[Afloat at Last by John Conroy Hutcheson]@TWC D-Link book
Afloat at Last

CHAPTER THREE
5/9

"Sure, yer honour, ye're the bhoy to make 'em show a leg when ye wants to, an' no misthake at all, at all!" "Aye, and I want them now," rejoined the other with emphasis.

"We have got no time to lose; for, the tide is making fast, and the tug has been outside the lock-gates waiting for the last half-hour or more to take us in tow as soon as we get out in the stream.

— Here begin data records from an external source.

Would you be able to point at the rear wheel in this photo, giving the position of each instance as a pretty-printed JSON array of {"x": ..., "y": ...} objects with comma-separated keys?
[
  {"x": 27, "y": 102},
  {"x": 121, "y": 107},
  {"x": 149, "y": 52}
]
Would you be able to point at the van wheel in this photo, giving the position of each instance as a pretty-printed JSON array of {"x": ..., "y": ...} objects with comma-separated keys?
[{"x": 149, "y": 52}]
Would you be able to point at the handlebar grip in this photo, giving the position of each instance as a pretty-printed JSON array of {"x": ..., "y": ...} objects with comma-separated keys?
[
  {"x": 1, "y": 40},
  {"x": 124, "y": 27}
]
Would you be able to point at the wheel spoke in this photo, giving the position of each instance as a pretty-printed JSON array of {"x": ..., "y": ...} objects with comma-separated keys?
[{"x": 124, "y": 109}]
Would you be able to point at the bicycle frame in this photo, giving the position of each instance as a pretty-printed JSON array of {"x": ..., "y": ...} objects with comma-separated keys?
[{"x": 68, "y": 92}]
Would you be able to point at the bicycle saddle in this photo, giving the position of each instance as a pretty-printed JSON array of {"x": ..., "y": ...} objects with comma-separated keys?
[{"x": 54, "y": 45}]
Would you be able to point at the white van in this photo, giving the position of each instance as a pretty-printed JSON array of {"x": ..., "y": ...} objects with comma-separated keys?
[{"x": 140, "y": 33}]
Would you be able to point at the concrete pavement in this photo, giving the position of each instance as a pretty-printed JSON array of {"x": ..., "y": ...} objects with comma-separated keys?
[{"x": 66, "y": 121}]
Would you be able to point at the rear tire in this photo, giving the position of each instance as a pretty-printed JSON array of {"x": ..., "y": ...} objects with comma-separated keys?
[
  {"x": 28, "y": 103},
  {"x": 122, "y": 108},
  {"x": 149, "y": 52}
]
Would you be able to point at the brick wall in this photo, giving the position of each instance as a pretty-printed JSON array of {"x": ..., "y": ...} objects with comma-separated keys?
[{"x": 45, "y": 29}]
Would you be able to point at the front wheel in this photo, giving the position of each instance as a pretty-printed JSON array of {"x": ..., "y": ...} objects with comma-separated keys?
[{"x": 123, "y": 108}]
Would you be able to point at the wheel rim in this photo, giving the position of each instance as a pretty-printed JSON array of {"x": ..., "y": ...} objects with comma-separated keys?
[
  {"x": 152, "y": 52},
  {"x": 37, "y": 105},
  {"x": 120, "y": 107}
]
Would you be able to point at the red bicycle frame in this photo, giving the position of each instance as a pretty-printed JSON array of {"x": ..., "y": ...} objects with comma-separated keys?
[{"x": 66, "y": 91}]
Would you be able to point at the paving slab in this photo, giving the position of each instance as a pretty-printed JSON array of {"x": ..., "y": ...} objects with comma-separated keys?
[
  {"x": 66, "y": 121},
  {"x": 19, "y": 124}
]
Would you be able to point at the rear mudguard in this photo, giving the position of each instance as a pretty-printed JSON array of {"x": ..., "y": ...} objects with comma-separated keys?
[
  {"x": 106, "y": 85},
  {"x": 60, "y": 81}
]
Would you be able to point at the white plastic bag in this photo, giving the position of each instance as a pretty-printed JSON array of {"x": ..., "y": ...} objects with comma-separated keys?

Below there--look alive and tumble up before I come down after you!" In obedience to this last hail of Mr Mackay, which had a sharp authoritative ring about it, a short, podgy little man with a fat neck and red whiskers, who, as I presently learned, was Mr Saunders, the second mate, came up the companion way; and as I perceived him to be wiping his mouth as he stepped over the coaming of the hatchway, this showed that the boatswain's surmise of his being engaged "grubbing" with the others was not far wrong.
Mr Saunders was followed up from below by a couple of sturdy youths, who appeared to be between eighteen and nineteen or thereabout; and, behind them again, the last of the file, slowly stepped out on to the deck a lanky boy of about the same age as myself--which I forgot to mention before was just fifteen, although I looked older from my build and height.
"You're a nice lot of lazy fellows to leave in charge of the work of the ship!" cried Mr Mackay on the three presenting themselves before him, slowly mounting the companion stairs, one after the other, as if the exertion was almost too great for them, poor fellows, after their dinner! "Here, you Matthews, look sharp and stir your stumps a bit--one would think you were walking in your sleep.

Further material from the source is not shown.